O caso é o mesmo para grande parte dos treinamentos presenciais realizados dentro ou fora das empresas, que consomem horas de trabalho e muito investimento. São cursos elaborados de forma genérica que, por vezes,, se relacionam minimamente com o negócio da organização, oferecendo uma forma pouco profícua de avaliar a aplicação do conhecimento adquirido, bem como o desempenho do aluno durante o curso.

A questão do custo, ainda que um fator de grande peso nas escolhas feitas pelos gestores de empresas, não é a única variável que deve ser avaliada quando o assunto é o desenvolvimento de pessoas. A qualidade e a produtividade são essenciais nesse caso. Os administradores, geralmente preocupados com os fatos, tendem a dar uma maior importância aos dados visíveis e tangíveis, contabilizados e retratados nos relatórios financeiros, por exemplo. Esse é o motivo pelo qual acabam, muitas vezes, enxergando com dificuldade os custos indiretos e, sobretudo, o que deixaram de ganhar.

Frente a essa necessidade, entra em cena o conceito de Conhecimento Competitivo, que determina quais informações podem ser transformadas em Educação Produtiva, indo ao encontro das demandas específicas de cada organização. É por meio da utilização do Conhecimento Competitivo que são gerados resultados mensuráveis e que promovem a rentabilidade e a valorização das pessoas.

Uma vez que o principal pressuposto da educação, o Conhecimento, é um bem intangível, esse pode ser potencializado em sua absorção utilizando os benefícios da tecnologia na sua aplicação e transferência. A tecnologia disponível hoje (simuladores situacionais, por exemplo) pode ser utilizada como alavanca, estimulando o aluno, aumentando a interatividade e conferindo caráter dinâmico ao curso.

Os benefícios inerentes ao e-learning constituem um imperativo na condução do Conhecimento Competitivo. Entre seus elementos fundamentais estão a flexibilidade física e temporal, a agilidade, a redução de despesas, a abrangência e o alcance, o acesso facilitado e a menor interferência na rotina de trabalho.

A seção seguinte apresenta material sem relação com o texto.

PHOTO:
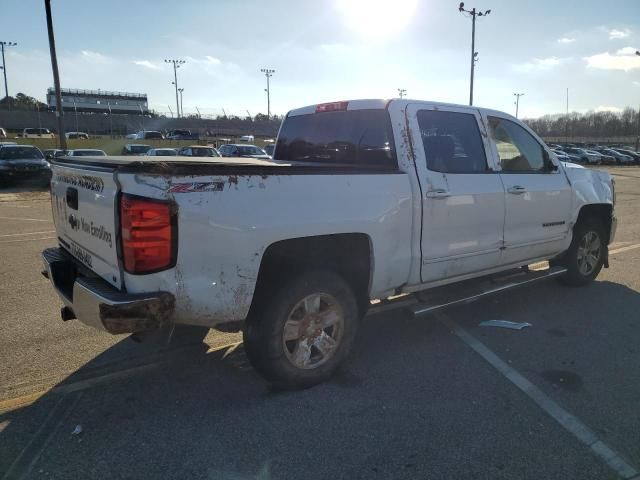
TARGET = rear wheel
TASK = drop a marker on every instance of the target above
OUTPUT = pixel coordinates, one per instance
(303, 331)
(585, 256)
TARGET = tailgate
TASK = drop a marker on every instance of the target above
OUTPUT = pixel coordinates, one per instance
(84, 202)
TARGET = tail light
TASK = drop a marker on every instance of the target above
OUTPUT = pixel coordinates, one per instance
(148, 232)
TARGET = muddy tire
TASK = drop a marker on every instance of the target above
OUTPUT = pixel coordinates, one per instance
(303, 330)
(585, 256)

A educação para ser efetiva deve, antes de tudo, ser um processo orientado e ativo na busca da informação e do conhecimento. Da mesma forma, o negócio somente poderá prosperar no mercado se ele possuir conhecimento convertido em bom desempenho de forma clara e inequívoca. É nessa busca que a tecnologia educacional torna-se aliada, garantindo e facilitando os três pressupostos do Conhecimento Competitivo: seletividade (quais informações), correlação (conhecimento x produção) e custo-benefício (produzir mais recursos do que se recebe).

(*) Cesar Braga, diretor de Estratégia da Gestum Conhecimento Competitivo

Fundador da empresa Gestum Conhecimento Competitivo, especializada em tecnologia educacional, Cesar Braga é formado em Tecnologia da Informação pela Universidade Católica de Pelotas e pós-graduado em Análise de Sistemas pela Pontifícia Universidade Católica do Rio Grande do Sul (PUCRS). Atuou em grandes empresas como a RCM Brasil e Citibank, em Lisboa. Foi professor universitário durante três anos e é ex-VP financeiro da Associação Brasileira das Desenvolvedoras de Jogos Eletrônicos (ABRAGAMES).

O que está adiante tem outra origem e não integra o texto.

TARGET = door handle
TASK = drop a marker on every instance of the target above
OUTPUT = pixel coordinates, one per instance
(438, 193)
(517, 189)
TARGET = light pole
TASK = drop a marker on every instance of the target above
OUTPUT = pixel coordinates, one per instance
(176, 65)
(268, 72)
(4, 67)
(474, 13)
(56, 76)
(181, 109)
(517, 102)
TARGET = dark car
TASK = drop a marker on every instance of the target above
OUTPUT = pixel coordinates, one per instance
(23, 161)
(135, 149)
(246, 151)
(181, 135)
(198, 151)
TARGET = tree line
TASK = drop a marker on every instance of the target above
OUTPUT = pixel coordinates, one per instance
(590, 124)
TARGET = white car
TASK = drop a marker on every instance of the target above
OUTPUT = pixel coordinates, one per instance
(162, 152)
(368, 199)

Na Gestum Conhecimento Competitivo, Braga desenvolve seu trabalho focado na área de estratégia. Atualmente, a empresa está entre os cinco maiores players do segmento no Brasil, atendendo clientes em todo o País em diversos setores. Seu modelo de negócio utiliza a otimização dos processos de desenvolvimento de pessoas por meio da aplicação de tecnologia educacional nos projetos de educação e treinamento das organizações.